Il tocco di Re Mida
Cantami o Diva del nullocrinito d’Arcore la triste sorte che infiniti guai agl’Itali causò sin da quando, giovinetto, s’accorse che ciò che toccava, per burla degli dei, in merda si mutava.
Suoi amici libri d’eroi leggevan, e d’avventure, ma non lui, ché subito acre odor di fogna prendea la carta, in mani sue tosto resasi igienica, e usata anche; calciavan quelli il pallone, ma al cimento uno scarabeo egli parea, che in sua vita sferici sterchi spinge per li campi; l’altri bimbi traevan diletto dal costruir castelli per fate e cavalieri, ma a lui nulla riusciva, se non cloache e densi letamai.

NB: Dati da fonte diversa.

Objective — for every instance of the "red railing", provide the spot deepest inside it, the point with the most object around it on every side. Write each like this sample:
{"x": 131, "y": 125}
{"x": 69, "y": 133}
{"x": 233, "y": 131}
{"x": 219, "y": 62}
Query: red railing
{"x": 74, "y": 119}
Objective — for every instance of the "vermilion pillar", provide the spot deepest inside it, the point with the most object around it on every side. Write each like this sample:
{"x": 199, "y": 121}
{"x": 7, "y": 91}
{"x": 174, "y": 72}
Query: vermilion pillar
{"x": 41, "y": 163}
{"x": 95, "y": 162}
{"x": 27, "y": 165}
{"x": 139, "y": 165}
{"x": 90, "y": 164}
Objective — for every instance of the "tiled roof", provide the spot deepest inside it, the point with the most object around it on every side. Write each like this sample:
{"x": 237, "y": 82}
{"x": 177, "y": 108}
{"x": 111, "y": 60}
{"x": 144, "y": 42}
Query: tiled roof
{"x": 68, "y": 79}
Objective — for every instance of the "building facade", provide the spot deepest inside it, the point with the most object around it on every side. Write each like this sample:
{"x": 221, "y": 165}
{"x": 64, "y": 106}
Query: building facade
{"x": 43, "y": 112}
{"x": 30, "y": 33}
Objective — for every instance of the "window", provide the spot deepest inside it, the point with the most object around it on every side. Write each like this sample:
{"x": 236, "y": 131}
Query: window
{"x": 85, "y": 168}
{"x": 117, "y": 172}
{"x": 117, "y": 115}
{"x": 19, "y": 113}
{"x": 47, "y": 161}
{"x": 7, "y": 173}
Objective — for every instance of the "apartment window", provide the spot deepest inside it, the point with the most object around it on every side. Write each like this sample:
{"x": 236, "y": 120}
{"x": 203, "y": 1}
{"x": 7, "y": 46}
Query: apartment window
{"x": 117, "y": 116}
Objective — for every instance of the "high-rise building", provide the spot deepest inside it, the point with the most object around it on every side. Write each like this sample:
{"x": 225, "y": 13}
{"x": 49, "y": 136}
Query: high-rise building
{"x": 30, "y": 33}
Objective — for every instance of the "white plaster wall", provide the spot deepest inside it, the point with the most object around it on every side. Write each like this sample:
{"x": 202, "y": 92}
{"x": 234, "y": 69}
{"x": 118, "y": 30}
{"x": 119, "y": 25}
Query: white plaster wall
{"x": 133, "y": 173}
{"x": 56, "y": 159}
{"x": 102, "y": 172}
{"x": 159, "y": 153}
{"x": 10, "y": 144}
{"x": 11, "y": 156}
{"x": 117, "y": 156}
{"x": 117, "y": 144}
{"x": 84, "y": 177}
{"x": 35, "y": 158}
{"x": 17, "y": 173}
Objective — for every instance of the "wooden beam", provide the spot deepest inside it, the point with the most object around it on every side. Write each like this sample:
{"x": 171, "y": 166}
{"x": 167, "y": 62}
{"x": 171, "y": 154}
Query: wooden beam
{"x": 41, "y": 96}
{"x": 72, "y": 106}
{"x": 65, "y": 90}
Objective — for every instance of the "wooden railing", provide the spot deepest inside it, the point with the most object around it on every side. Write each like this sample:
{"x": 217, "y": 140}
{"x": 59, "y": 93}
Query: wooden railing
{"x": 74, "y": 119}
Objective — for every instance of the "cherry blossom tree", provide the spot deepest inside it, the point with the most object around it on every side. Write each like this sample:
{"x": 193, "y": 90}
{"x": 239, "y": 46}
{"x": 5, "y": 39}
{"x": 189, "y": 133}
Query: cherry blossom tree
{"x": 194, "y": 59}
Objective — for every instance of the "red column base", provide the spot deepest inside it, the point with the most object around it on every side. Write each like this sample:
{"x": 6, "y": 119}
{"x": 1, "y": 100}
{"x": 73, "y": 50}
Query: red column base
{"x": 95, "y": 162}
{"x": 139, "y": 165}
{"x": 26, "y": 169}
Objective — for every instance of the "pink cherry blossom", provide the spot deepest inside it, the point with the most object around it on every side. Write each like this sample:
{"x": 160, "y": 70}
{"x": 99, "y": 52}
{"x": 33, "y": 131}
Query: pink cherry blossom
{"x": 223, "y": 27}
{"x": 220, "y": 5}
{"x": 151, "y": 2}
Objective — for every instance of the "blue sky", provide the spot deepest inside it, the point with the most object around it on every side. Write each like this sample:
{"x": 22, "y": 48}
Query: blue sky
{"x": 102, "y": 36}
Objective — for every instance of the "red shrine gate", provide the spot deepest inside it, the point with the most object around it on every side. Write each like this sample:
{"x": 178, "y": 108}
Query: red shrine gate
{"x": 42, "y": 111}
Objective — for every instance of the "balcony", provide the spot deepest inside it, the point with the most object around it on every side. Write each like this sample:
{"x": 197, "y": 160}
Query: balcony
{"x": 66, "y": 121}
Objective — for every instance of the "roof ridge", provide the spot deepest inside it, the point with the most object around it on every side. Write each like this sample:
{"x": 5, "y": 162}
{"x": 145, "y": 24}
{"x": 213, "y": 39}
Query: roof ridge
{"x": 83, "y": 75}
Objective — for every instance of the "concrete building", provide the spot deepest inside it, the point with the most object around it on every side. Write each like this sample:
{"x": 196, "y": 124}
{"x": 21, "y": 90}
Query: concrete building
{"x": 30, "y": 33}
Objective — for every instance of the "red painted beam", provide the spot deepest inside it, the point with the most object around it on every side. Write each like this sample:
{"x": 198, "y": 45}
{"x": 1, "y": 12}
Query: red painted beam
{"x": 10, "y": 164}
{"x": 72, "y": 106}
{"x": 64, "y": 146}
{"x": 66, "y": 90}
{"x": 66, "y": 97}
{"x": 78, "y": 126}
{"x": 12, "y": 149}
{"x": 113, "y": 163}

Il denaro solo, allo sfiorar di dita, medesimo restava poiché, mi sien testimoni poeti e savi antichi, del demonio è sterco, e mutar non si puote in quel che già si è.

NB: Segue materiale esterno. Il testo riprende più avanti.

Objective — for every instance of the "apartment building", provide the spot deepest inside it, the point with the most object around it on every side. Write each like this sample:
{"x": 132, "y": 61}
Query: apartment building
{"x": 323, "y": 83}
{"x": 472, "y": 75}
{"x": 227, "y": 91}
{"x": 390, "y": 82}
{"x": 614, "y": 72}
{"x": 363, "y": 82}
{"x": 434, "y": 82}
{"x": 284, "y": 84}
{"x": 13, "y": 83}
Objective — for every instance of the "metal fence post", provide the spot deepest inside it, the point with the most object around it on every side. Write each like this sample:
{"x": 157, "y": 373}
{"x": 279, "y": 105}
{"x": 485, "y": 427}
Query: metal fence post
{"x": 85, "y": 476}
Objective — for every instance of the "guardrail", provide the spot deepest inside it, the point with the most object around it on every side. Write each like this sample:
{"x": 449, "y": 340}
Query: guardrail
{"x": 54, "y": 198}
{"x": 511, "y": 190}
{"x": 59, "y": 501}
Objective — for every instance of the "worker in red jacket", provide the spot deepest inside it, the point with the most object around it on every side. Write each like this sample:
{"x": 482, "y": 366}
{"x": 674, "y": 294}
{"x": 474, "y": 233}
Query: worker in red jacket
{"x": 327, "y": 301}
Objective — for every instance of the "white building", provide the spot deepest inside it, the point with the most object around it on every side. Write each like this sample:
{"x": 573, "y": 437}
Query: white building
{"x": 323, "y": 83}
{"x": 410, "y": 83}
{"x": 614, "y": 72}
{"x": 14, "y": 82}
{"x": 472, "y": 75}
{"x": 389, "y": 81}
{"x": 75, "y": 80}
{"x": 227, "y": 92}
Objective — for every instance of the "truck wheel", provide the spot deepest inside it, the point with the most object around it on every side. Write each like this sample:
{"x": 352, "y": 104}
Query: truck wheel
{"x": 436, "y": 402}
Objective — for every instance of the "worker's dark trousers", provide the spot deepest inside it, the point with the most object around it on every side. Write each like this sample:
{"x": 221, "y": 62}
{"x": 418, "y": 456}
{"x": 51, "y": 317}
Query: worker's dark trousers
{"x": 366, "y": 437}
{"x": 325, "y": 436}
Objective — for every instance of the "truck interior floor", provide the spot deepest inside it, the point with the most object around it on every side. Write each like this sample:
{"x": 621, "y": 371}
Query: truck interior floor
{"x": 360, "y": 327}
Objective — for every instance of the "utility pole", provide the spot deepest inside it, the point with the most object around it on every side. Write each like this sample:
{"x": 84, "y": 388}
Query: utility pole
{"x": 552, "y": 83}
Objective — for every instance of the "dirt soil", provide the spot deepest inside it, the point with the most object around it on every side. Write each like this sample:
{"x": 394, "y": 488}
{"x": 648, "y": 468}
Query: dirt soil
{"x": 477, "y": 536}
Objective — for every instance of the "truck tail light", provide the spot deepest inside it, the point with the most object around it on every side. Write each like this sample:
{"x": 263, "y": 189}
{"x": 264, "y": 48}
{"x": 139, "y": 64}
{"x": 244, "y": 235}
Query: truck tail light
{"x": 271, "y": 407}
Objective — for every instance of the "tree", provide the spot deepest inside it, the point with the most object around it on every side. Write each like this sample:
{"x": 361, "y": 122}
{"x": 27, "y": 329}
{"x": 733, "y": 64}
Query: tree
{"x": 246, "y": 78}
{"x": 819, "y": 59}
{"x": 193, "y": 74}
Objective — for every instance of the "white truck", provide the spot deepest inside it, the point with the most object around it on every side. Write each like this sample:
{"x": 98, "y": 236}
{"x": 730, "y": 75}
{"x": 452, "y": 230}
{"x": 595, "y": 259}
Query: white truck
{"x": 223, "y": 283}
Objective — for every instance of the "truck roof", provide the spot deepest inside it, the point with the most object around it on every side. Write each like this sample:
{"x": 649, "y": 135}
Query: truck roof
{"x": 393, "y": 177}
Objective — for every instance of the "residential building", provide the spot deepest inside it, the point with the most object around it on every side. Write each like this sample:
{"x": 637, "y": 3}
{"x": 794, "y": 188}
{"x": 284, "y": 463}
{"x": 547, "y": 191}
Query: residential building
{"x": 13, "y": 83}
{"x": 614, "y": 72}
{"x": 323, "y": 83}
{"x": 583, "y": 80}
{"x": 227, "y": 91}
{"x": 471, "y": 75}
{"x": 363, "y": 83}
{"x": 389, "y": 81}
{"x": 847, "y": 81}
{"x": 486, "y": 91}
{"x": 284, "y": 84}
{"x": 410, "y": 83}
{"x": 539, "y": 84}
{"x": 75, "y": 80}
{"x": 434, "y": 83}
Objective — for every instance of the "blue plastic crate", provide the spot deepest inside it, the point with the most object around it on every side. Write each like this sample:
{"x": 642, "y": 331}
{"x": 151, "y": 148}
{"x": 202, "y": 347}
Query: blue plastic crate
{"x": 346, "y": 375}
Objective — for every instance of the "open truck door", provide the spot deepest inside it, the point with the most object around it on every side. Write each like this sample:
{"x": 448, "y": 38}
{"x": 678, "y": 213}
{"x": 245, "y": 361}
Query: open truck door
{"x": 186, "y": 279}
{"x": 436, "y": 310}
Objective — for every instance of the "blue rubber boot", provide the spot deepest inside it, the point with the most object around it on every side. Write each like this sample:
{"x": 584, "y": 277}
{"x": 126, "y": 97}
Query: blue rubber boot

Solingo e scansato, nello strame e nel denaro immerso sino al mento, ormai divenuto adulto, s’avvide che television guardar potea, senza toccare. E una ne acquistò, e poi un’altra, e poi due, e cento e cento ad ingrassar magion sua. E quando poi ne fu sazia e spazio più non v’era, principiò a comprar antenne, e poi studi, e poi canali ché la moneta, come ben sappiamo, proprio non difettava.
E prima ancora alle costruzioni dedicato s’era, non certo di man sua, ché nessuno, eccetto lui, desìa l’abitar cloaca, ma architetti pagò e ingegneri e muratori e città intere edificò. Libri non potea leggere, né interesse avea nel farlo, ma editori comprò, e giornali e riviste e persin del calcio s’appagò, non nel giuocarlo, ché gl’era divieto, ma nel collezionar giuocatori e squadre.

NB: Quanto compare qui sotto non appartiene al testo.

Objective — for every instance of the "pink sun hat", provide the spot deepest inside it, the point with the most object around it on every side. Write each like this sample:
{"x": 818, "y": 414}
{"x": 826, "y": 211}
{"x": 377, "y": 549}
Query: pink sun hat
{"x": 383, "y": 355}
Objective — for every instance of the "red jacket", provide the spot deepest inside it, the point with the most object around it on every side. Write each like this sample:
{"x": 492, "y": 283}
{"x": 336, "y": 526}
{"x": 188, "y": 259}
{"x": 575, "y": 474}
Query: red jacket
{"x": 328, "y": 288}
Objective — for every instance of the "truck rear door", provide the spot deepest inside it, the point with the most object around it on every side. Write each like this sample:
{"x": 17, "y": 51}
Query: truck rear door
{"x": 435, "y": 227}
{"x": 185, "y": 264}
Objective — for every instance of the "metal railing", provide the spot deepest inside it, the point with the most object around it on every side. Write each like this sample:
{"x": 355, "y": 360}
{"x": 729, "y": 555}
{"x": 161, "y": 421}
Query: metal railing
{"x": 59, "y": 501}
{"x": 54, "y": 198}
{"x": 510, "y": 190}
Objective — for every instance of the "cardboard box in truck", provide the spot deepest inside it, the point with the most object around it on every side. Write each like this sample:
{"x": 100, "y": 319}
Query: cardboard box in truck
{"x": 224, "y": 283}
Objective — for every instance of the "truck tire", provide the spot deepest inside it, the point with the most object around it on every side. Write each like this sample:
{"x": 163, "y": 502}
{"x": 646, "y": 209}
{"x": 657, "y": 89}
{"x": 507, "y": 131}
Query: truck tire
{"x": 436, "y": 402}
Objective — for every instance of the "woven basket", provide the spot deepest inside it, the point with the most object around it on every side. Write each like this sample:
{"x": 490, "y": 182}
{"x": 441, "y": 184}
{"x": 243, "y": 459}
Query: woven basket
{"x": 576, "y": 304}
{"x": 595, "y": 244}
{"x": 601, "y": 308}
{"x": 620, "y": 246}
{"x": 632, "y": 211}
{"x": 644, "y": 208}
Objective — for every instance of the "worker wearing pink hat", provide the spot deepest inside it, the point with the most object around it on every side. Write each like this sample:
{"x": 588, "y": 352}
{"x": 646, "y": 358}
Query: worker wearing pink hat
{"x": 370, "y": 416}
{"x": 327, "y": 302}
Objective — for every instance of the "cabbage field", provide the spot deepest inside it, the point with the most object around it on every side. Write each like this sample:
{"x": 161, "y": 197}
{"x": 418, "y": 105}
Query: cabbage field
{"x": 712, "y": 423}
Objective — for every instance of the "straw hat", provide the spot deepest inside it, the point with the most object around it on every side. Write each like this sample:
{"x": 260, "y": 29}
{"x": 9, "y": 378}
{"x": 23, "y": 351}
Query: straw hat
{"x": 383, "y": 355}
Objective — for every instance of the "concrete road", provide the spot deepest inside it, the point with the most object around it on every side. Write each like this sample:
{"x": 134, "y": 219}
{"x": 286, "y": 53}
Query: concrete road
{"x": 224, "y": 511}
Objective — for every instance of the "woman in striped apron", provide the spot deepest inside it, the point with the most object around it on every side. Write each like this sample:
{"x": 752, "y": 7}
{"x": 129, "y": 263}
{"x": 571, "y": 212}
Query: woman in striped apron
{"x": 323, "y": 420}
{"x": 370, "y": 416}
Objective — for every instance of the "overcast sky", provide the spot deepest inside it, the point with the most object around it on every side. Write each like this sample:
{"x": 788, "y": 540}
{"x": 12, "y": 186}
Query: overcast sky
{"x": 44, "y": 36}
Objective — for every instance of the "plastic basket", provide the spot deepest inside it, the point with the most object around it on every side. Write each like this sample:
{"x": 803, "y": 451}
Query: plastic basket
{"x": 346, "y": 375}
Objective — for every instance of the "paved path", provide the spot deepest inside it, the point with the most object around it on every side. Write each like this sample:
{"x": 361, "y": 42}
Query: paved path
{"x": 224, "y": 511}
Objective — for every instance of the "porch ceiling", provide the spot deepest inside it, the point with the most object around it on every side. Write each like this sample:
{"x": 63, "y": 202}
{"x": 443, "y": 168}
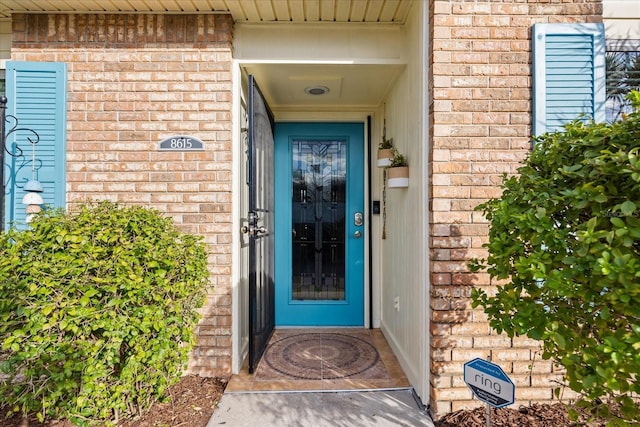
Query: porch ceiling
{"x": 351, "y": 87}
{"x": 386, "y": 11}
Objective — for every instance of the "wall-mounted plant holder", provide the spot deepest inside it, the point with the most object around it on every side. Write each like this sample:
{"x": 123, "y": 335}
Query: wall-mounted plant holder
{"x": 384, "y": 157}
{"x": 398, "y": 171}
{"x": 385, "y": 152}
{"x": 398, "y": 177}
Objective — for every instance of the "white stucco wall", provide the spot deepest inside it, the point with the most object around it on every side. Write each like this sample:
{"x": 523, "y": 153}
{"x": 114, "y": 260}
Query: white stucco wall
{"x": 404, "y": 252}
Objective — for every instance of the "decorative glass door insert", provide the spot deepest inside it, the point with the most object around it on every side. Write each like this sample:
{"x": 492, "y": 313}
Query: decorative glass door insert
{"x": 318, "y": 216}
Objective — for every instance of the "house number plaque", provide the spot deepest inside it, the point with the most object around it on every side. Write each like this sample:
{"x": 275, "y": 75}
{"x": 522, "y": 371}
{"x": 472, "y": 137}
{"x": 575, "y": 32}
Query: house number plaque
{"x": 181, "y": 143}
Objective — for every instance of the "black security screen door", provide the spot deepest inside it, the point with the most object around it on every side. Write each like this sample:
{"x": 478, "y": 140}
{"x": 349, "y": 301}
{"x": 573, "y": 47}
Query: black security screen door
{"x": 260, "y": 225}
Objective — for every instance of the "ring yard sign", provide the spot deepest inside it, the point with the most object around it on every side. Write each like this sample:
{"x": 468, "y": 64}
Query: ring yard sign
{"x": 489, "y": 383}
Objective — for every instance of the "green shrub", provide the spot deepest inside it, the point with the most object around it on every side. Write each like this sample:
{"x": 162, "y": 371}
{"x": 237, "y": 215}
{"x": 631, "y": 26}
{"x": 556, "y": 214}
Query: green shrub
{"x": 97, "y": 311}
{"x": 565, "y": 237}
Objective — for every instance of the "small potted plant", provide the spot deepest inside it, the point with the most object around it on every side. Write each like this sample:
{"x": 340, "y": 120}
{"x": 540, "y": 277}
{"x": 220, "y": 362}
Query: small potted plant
{"x": 398, "y": 171}
{"x": 384, "y": 152}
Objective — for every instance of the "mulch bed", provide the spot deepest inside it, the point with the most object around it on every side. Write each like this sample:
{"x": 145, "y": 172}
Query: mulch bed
{"x": 536, "y": 415}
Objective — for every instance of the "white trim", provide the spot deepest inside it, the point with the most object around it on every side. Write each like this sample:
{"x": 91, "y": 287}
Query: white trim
{"x": 424, "y": 388}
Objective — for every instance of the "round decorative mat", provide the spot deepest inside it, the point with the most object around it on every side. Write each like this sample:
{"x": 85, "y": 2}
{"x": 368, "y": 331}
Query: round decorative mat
{"x": 320, "y": 356}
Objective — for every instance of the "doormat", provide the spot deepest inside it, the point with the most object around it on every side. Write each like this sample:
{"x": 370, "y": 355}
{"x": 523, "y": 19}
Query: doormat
{"x": 321, "y": 356}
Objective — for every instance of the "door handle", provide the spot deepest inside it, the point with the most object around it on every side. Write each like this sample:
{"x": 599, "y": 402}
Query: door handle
{"x": 358, "y": 219}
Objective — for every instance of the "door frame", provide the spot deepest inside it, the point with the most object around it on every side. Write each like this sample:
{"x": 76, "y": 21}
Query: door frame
{"x": 239, "y": 268}
{"x": 355, "y": 298}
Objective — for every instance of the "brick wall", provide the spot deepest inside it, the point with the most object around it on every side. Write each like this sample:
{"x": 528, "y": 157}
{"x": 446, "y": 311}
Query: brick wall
{"x": 481, "y": 125}
{"x": 134, "y": 80}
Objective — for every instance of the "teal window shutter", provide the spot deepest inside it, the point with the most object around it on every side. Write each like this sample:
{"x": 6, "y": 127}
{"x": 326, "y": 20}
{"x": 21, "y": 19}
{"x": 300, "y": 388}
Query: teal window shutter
{"x": 37, "y": 98}
{"x": 569, "y": 76}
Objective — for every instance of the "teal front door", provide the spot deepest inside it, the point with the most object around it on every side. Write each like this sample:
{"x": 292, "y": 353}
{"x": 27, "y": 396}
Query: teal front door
{"x": 319, "y": 228}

Tatto suo fecale non cangiava sol oggetti o cose, oh no: se persona, per accidente o caso, da lui venia toccata, s’anche l’aspetto non mutava, l’animo n’era perturbato e torto. Virginal fanciulla da lui lambita, tosto femmina lussuriosa assai pareva, e a’ vizi assuefatta e usa: vita sua perdeva e null’altro doman era a lei dischiuso se non lo divenir ministra.
Uomo onesto, di leggi e tasse rispettoso, in amen divenia, al tocco suo, a tutti gli inganni rotto e cupidigie, di null’altro voglioso se non d’impilar sterco su sterco, sibben dimoniaco, piegando a sue brame leggi e decreti, regolamenti e sentenze, homini e caporali.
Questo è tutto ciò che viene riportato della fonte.